Don't go into full underground if you have to justfy it by saying it won't look like a cave at all. Don't go to Argus if you have to justify how some areas are not actually destroyed by the Legion. Don't go to the Shadowlands if you have to explain how it looks nothing like what we have been led to believe, and indeed has several perfectly nice zones as well as the awful and miserable ones.
For ideas like those you go there in a patch or two. You take all the best ideas and use them so that in the end you have a cohesive area that fully feels like what you would expect. Argus to me feels far more like what I would have expected it to be, simply because they could really go all in on showing it as a fel-blasted hellscape with life barely clinging on. Eredath floating in orbit was definitely a bit different, but also wouldnt have been enough to justify a full expansion. Just like how Bastion didnt justify spending all expansion in the Shadowlands.
The world revamp dream will never die!
It would also probably just work out fine as patch content imo. Depends what they want with it. The world could be mostly deatroyed, but would still have one or two domes with survivors that we need to help escape for example.
Lots of options are possible, yes it could also be a full blown planet, but idk I am feeling more argus vibes with this.
It could be. But you could also have an expansion that slowly builds up to K'aresh. Lets us get to really know the Ethereals and their struggle. And then once we go through that portal or whatever, we can have a zone that truly embodies everything we have come to expect from a planet destroyed by a Void Lord.
The world revamp dream will never die!
I started writing a post but thankfully refreshed, this is more or less my thoughts. I think people are too caught up on the setting alone and not that Shadowlands failed to feel connected to the existing lore.
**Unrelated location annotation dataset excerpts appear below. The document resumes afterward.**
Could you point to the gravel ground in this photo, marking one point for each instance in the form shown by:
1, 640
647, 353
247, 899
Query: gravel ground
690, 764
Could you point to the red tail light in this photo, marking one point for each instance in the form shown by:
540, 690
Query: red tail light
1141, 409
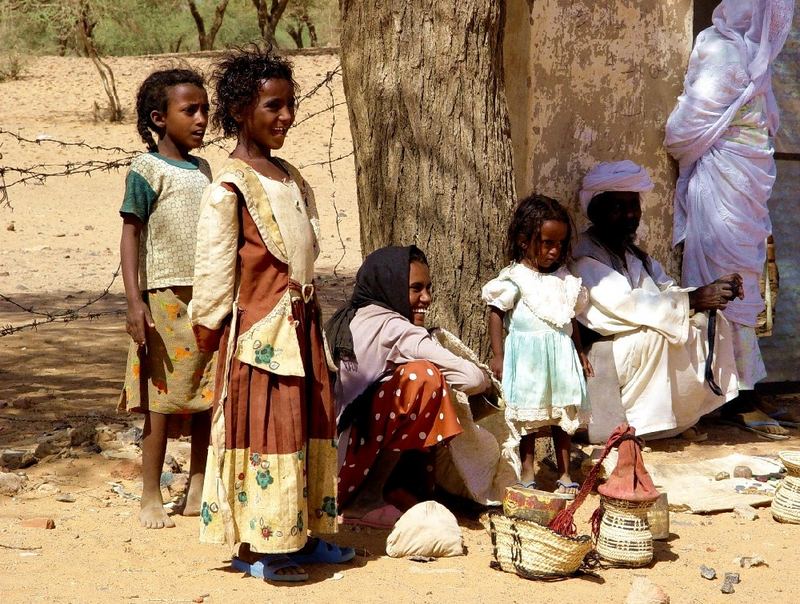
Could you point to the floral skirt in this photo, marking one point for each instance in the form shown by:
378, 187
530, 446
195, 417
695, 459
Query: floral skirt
169, 375
411, 411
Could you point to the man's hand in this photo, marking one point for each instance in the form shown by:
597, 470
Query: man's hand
716, 295
496, 365
137, 321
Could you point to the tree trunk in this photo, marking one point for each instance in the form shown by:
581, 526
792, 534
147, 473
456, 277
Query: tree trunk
206, 39
424, 87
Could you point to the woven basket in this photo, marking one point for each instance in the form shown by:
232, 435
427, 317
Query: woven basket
790, 461
625, 538
786, 503
481, 405
533, 551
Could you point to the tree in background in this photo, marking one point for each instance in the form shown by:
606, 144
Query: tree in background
269, 14
424, 87
299, 20
206, 38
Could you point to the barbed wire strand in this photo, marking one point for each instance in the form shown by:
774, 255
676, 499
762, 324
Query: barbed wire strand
39, 173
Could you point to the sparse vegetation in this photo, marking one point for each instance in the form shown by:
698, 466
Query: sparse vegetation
137, 27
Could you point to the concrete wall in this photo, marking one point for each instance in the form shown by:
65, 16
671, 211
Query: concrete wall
591, 81
781, 350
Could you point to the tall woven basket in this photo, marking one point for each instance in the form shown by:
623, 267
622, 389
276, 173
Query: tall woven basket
533, 551
625, 538
786, 503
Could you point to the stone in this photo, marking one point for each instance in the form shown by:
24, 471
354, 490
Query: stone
15, 460
39, 522
727, 587
746, 512
171, 464
179, 484
127, 469
750, 561
85, 434
131, 436
11, 484
644, 591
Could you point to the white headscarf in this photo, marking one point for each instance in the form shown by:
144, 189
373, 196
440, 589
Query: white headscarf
614, 176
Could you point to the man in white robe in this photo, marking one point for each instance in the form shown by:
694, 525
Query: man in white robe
659, 337
720, 134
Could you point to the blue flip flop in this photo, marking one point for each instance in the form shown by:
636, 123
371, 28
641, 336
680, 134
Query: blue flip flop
324, 553
267, 568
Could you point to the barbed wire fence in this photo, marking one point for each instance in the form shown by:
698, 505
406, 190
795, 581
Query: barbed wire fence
114, 158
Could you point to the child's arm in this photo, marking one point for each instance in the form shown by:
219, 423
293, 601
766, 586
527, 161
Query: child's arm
138, 318
496, 317
588, 371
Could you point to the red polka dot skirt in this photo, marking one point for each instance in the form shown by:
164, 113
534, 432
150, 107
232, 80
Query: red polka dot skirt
411, 411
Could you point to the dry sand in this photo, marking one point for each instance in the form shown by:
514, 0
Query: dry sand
62, 251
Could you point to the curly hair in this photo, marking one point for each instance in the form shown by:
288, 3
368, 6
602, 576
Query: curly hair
238, 77
153, 95
526, 224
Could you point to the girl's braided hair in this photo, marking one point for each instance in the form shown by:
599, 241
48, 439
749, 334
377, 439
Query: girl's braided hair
526, 224
238, 77
153, 95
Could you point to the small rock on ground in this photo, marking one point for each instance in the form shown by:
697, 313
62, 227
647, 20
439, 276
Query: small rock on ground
644, 591
11, 484
746, 512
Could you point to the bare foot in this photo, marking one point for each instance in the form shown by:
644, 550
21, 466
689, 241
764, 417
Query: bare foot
154, 515
194, 497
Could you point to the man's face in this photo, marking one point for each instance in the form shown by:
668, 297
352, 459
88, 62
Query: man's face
618, 214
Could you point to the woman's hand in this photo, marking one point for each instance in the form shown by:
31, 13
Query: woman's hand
588, 370
717, 294
207, 339
496, 365
138, 320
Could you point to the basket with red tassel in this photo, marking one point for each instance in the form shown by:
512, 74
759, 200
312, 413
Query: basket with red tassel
620, 524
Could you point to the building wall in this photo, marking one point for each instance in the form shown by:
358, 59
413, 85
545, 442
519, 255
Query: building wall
591, 81
781, 352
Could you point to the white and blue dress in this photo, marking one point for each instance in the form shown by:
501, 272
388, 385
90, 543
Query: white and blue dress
543, 379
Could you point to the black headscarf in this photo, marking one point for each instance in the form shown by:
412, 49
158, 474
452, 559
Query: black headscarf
382, 280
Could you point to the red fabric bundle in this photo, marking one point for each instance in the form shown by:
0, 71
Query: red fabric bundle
630, 480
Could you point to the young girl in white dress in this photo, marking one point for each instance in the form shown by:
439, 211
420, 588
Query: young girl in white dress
541, 363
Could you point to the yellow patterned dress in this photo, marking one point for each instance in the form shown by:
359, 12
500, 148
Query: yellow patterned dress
271, 474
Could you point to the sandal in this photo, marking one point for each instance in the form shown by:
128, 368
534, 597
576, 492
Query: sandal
567, 488
268, 568
324, 553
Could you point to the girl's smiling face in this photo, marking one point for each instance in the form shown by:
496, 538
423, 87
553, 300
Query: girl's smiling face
270, 117
544, 253
419, 292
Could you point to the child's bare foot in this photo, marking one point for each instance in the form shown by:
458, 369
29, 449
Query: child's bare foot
194, 497
153, 515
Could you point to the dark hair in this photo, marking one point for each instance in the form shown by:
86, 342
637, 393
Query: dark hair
526, 224
417, 255
153, 95
238, 77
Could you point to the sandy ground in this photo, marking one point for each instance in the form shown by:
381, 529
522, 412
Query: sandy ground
58, 250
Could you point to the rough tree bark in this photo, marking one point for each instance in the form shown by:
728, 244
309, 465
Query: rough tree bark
206, 39
424, 87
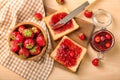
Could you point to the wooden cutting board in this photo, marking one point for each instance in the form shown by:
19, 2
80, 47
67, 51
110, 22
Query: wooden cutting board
85, 27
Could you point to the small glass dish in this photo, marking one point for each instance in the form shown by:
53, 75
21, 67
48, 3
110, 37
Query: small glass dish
102, 40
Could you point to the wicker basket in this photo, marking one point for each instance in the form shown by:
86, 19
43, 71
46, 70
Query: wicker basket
45, 37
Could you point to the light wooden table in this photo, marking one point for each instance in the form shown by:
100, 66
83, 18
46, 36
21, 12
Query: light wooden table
110, 70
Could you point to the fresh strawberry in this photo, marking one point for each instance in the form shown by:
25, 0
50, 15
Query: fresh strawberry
102, 38
19, 38
88, 13
27, 33
24, 53
60, 1
96, 62
35, 30
38, 16
82, 36
14, 45
29, 43
107, 45
97, 39
40, 40
108, 36
15, 42
15, 48
14, 34
35, 50
21, 28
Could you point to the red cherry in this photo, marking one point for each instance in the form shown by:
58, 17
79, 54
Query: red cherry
97, 39
88, 13
38, 16
95, 62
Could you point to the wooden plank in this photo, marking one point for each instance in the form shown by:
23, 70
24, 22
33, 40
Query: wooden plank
85, 27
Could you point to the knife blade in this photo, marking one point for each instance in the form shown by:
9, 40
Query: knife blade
71, 15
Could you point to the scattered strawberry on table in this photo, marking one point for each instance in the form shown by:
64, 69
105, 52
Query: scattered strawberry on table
88, 13
38, 16
27, 41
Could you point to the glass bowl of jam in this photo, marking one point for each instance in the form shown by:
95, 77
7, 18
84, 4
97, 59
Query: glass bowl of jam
102, 40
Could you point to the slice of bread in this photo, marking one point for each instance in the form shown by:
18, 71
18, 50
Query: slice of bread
55, 35
54, 54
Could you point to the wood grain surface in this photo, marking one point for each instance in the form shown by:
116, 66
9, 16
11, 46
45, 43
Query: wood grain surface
85, 27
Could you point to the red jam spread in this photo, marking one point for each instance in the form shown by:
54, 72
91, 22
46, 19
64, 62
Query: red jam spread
68, 53
57, 17
102, 41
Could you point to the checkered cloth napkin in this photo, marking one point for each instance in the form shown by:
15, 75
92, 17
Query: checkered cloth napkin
13, 12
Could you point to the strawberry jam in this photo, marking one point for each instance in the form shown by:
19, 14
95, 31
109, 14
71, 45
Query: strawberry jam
68, 53
57, 17
102, 40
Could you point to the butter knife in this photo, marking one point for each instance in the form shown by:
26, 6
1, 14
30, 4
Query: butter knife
72, 14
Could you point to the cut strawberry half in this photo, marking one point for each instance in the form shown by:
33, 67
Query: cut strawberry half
20, 38
14, 34
108, 36
21, 28
35, 30
107, 45
38, 16
88, 13
97, 39
24, 53
82, 36
15, 48
60, 1
40, 40
35, 50
29, 43
27, 33
96, 62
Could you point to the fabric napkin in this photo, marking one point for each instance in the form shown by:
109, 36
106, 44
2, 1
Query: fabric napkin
13, 12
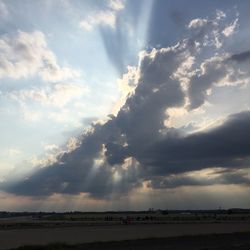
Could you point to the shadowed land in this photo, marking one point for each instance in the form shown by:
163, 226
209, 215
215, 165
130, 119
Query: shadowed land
236, 241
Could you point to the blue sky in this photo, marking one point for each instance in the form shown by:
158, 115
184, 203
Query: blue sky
115, 92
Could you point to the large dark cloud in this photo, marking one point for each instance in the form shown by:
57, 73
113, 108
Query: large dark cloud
135, 145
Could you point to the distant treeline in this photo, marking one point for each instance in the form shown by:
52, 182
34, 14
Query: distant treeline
6, 214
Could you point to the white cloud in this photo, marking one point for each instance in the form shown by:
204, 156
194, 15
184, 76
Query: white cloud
100, 18
105, 17
116, 4
26, 54
229, 30
196, 23
3, 10
58, 96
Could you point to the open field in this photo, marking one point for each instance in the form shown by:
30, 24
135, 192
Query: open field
237, 241
82, 234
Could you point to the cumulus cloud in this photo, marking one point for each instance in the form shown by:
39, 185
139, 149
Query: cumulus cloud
26, 54
135, 145
105, 17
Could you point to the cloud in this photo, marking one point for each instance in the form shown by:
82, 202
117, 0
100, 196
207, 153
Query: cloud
26, 54
58, 95
135, 146
105, 17
3, 10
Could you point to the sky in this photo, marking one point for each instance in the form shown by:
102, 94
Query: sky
124, 105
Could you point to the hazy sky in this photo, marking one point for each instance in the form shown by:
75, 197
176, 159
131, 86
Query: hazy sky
124, 104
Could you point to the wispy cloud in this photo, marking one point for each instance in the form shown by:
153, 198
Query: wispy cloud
27, 54
104, 17
136, 146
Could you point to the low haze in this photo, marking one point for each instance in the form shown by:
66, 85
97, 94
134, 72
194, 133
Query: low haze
124, 105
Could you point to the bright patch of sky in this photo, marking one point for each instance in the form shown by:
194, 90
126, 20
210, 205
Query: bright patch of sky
66, 64
56, 75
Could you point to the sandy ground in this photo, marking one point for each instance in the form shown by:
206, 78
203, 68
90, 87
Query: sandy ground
72, 235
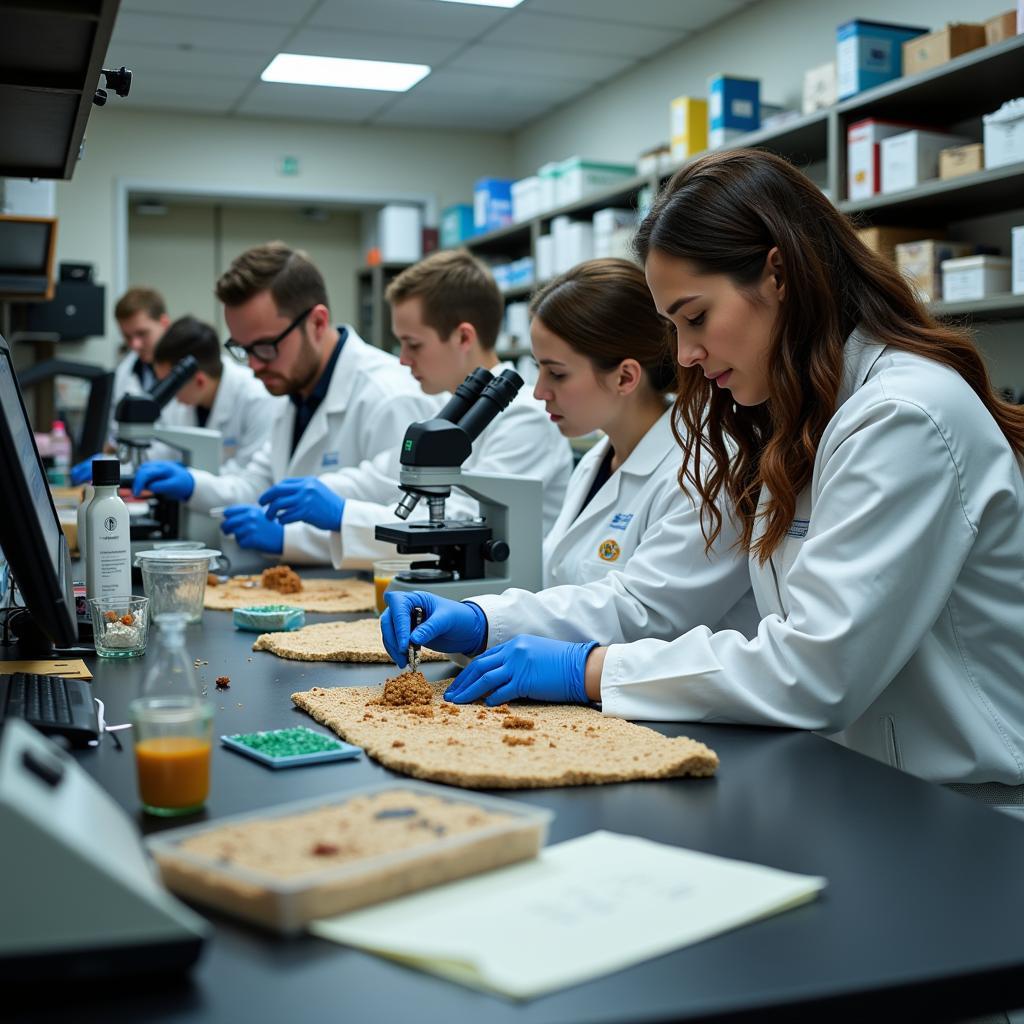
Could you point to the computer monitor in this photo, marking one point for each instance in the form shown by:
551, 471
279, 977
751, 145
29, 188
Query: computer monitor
31, 536
27, 249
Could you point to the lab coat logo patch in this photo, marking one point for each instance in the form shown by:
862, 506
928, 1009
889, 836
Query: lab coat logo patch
798, 528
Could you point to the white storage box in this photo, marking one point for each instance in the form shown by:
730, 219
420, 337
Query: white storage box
912, 157
1005, 134
975, 278
863, 157
1018, 250
525, 199
545, 257
399, 233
Like "For the Shadowlands!" is a funny line from a character that does nothing, but it also reminds you how comically disconnected the whole thing was.
I just think the Narrative Team is kind of tanking the franchise right now dragging everyone kicking and screaming because they have the power and the suits who control them have just not cared to pop into the Narrative Team offices in a while.
Look, I'd love to take everything Steve Danuser is doing seriously but I feel like with the way things are going he is not going to be relevant much longer and the fact of the matter is that there is no pleasantries to discuss this type of lore as seen with the status quo of this thread.
I just find it kind of baffling that we've gotten to the point where fanon is now represented as canon to a degree where it is causing dismal schisms that are extremely unfun to be a part of.
I am honestly baffled at this point, lmao. At least, as long as I am RIGHT and I can be smug about it without having to get into these long winded 50 page arguments with insane people. Straitjacket Mental asylum style stuck within your own thoughts is the winning formula for Warcraft lore fans at this point. What's the point of discussing when it turns into this mess.![]()
Last edited by Foreign Exchange Ztudent; 2023-10-04 at 03:31 PM.
I no longer reply to quotations beyond if you're asking a genuine question or have a non-confrontational stance.
Part of me thinks before 11.0 happens, Iridikron might succeed in his plan to kill the Titans. And that's what the expansion will be based on: A world without the titan's influence. And Avaloren is a place where they ditched the Titans & their ideas early on. Creating anti-titan-dwarves seems like their plan to ease us into the premise. That's pretty "radical" & "unfamiliar" when it comes to the motifs of Warcraft.